Crassus and Antoninus were the participants in another scene that takes place shortly after this one, which was cut from the film's original release but restored in 1991. The scene features Crassus trying to seduce Antoninus while discussing how sexuality is a matter of taste rather than morality via some appropriately sexy metaphors involving shellfish. Just as this scene is coming up, Cher tries to seduce Christian by playing footsie, but he brushes her off saying he wants to watch 'this part - this is good'. To be fair, as a 13-year-old watching the movie, I probably wouldn't have worked out the problem for myself if my best friend hadn't pointed it out to me, but poor Cher really is being very clueless here (especially given Christian's fondness for designer shoes). Her mistake with the name is really a symbol of her total lack of comprehension of the situation in which she's found herself, while the Roman-set film is representative of sexuality, and of Christian's sexuality in particular, which is particularly appropriate given ancient Rome's reputation for orgies and pornography.

It's also worth noting that much of Cher's determination to completely 'make-over' Thai in every respect from clothes to hair to accent to leisure activities has a very Pygmalion-like feel to it. Cher does not fall for Thai and the dialogue compares her efforts to Dr Frankenstein rather than either Pygmalion or his well-known modern counterpart, Professor Higgins, but her obsession with completely re-modelling the girl echoes the Pygmalion story more than the horror - something that's unlikely to be entirely conincidental in a film so full of classical allusions of the non-Greco-Roman variety (including Cher's observation that a book she read noted that 'it is a far, far better thing doing things for other people' and her pretty good knowledge of Hamlet, gained via the Mel Gibson-starring movie version). The clip from Spartacus that we see even refers to Curtis' character teaching children 'the classics'.

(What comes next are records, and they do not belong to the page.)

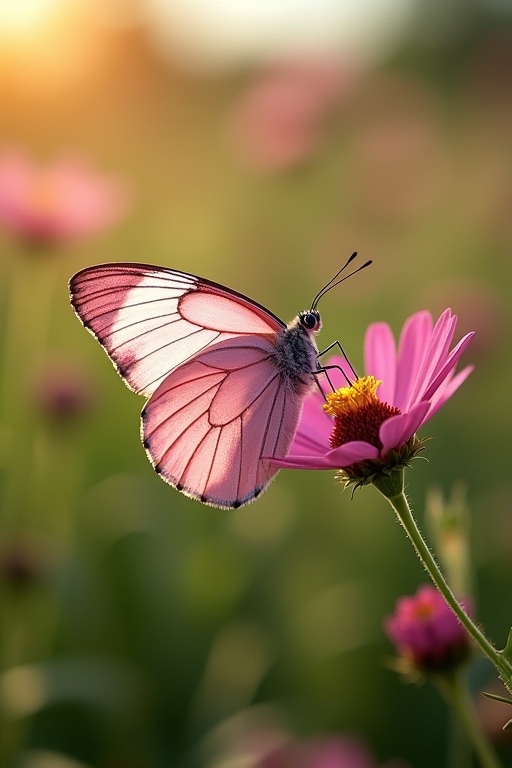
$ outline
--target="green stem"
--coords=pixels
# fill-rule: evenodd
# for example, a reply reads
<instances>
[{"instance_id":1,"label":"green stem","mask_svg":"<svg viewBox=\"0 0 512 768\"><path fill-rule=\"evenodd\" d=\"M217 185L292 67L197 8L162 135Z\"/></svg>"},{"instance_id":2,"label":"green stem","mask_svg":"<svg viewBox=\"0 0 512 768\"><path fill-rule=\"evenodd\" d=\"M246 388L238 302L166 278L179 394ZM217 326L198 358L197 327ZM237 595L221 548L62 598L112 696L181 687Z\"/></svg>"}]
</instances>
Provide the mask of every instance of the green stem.
<instances>
[{"instance_id":1,"label":"green stem","mask_svg":"<svg viewBox=\"0 0 512 768\"><path fill-rule=\"evenodd\" d=\"M403 491L403 485L402 485L402 490L400 490L397 493L395 492L393 495L388 495L390 494L390 491L391 491L389 483L386 483L386 486L380 487L380 484L377 481L377 482L374 482L374 485L383 494L383 496L385 496L385 498L389 501L389 503L395 510L400 523L402 524L407 536L409 537L414 549L416 550L416 554L418 555L421 562L425 566L425 569L427 570L430 578L432 579L436 587L439 589L439 591L443 595L444 599L446 600L446 602L448 603L452 611L456 614L461 624L466 628L466 630L469 632L469 634L471 635L475 643L479 646L482 653L485 654L485 656L487 656L487 658L492 662L492 664L494 664L494 666L498 670L498 673L501 679L503 680L503 683L505 684L509 692L512 693L512 665L492 645L492 643L489 642L489 640L486 638L486 636L483 634L480 628L472 621L472 619L465 612L465 610L460 605L457 598L451 591L450 587L446 583L444 576L439 569L439 566L434 560L432 553L427 547L418 529L418 526L416 525L416 521L409 507L409 502L407 501L407 498ZM396 486L394 490L396 491Z\"/></svg>"},{"instance_id":2,"label":"green stem","mask_svg":"<svg viewBox=\"0 0 512 768\"><path fill-rule=\"evenodd\" d=\"M498 756L480 727L462 676L457 673L445 675L436 682L457 715L482 768L501 768Z\"/></svg>"}]
</instances>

Being as clueless a teen as Cher, if not more so, this represented my entire impression of ancient Rome in popular culture for some years, until UK Gold started to repeat I, Claudius! I know better now, but I will forever love this movie for inducing a lifelong fondess for Paul Rudd, introducing the world to a very young (braces-wearing) Turk from Scrubs and for reminding me of a time when taking photos to help yourself choose a dress or phoning someone in the same building on a mobile seemed like such ridiculous things to do that only the super-rich would even contemplate anything of the sort.